Chat and instant messaging are a key part of how many applications are driving product adoption, user engagement, and retention. As a product owner or developer, you’re almost spoiled for choice when it comes to deciding how to implement chat in your product.
In this article, we’re going to go deep and look at the protocols that power chat. We’ll start with an overview of the landscape of web chat protocols, then a review of eight of the most common protocols, followed by how to get started with instant messaging and chat.
Instant messaging and chat protocols: An overview
One challenge of reviewing instant messaging and chat protocols is that many of them solve different problems or different parts of the problem. At its most basic, a chat protocol needs to deliver messages between participants. But there are two dimensions that separate one protocol from another:
- Which parts of the problem that protocol tackles.
- How thoroughly it tackles those parts of the problem.
The first is easy. Some protocols aim to take care of everything and provide an end-to-end solution, while others have a laser-like focus on solving just one aspect.

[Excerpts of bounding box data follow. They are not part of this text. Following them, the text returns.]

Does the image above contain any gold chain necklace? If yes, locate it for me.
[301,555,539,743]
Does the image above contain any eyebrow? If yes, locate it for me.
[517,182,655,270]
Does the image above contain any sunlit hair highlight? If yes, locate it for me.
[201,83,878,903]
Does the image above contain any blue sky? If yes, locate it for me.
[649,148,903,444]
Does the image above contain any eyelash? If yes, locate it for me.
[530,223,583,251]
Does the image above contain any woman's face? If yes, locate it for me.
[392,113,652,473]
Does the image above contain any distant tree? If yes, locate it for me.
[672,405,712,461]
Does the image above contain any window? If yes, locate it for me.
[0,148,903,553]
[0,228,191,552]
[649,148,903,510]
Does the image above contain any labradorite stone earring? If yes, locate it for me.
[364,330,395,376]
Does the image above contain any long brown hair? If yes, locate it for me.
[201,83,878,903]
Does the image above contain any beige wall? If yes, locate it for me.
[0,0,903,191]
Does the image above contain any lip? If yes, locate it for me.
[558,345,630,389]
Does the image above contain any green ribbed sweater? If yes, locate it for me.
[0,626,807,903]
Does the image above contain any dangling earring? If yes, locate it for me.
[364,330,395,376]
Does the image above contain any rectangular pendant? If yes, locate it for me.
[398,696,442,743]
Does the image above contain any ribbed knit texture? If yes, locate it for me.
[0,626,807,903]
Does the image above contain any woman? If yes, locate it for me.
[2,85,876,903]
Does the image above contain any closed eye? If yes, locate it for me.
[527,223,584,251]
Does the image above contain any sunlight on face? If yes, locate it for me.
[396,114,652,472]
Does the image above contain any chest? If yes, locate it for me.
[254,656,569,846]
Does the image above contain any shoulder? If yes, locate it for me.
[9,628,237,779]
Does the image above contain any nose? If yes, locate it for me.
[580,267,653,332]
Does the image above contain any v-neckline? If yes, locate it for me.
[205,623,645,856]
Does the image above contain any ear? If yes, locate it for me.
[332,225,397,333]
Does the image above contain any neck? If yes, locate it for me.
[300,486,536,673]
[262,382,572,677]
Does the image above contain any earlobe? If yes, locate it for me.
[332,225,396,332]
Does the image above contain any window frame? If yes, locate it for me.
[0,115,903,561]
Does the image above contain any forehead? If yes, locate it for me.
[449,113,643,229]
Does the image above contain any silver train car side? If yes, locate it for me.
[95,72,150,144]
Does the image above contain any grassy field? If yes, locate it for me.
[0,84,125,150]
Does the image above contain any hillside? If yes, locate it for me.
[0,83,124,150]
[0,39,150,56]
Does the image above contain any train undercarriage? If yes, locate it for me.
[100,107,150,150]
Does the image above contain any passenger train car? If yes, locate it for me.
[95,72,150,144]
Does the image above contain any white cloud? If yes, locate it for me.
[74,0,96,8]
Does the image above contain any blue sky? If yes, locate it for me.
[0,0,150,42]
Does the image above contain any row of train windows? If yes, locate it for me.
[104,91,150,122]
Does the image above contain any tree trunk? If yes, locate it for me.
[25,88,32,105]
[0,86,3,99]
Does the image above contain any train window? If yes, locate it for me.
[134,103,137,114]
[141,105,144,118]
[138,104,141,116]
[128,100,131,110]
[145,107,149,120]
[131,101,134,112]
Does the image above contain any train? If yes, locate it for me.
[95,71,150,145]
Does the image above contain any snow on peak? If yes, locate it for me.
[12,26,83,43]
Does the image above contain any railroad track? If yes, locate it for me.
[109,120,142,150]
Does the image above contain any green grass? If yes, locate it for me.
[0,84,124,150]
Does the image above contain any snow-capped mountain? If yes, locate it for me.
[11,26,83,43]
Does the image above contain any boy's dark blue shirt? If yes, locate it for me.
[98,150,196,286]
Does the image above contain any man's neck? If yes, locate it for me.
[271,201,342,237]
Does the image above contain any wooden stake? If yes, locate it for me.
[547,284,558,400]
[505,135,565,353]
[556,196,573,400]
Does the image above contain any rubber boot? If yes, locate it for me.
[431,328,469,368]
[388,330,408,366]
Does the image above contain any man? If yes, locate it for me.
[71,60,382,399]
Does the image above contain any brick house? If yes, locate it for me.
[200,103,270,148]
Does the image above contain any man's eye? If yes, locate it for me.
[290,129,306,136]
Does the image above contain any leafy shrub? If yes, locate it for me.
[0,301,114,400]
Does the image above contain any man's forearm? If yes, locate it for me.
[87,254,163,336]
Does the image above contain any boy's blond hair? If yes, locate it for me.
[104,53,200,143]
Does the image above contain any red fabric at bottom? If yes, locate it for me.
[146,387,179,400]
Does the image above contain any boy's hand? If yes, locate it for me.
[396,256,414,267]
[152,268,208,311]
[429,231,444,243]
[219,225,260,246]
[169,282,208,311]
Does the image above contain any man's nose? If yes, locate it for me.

The second takes a little more consideration. For example, IRC is a protocol that appears to cover everything but that also lacks many of the modern conveniences that users expect.
One useful way to think about this is in comparison with the OSI seven-layer networking model. Here’s a quick refresher: implementing a computer network requires protocols that operate at each level from the fibre or copper of the physical layer right up to the application layer.
TCP and UDP, for example, are two protocols that operate at the transport layer, each with different trade-offs. TCP is slower but promises that data will arrive in the right order, whereas UDP is faster and makes no such guarantees. Chat and instant messaging protocols offer similar compromises, depending on your use case.
Eight instant messaging and chat protocols to consider
Choosing the right protocol, or protocols, is one of the first architectural decisions you’ll take when planning out a chat or instant messaging service.
When considering a protocol, it’s useful to consider:
- How clients connect with each other: Client-server or peer to peer.
- The types of data it can support: Whether it supports text only or streaming audio and video as well.
- Reliability and latency: The measures the protocol takes to ensure delivery and how that impacts the speed with which messages are exchanged.
- Scalability: How well the protocol tackles increased data flows, clients, and so on.
- Security: Whether the protocol has built-in security, such as encrypting messages in transit, or requires that you bring in other tools to handle security.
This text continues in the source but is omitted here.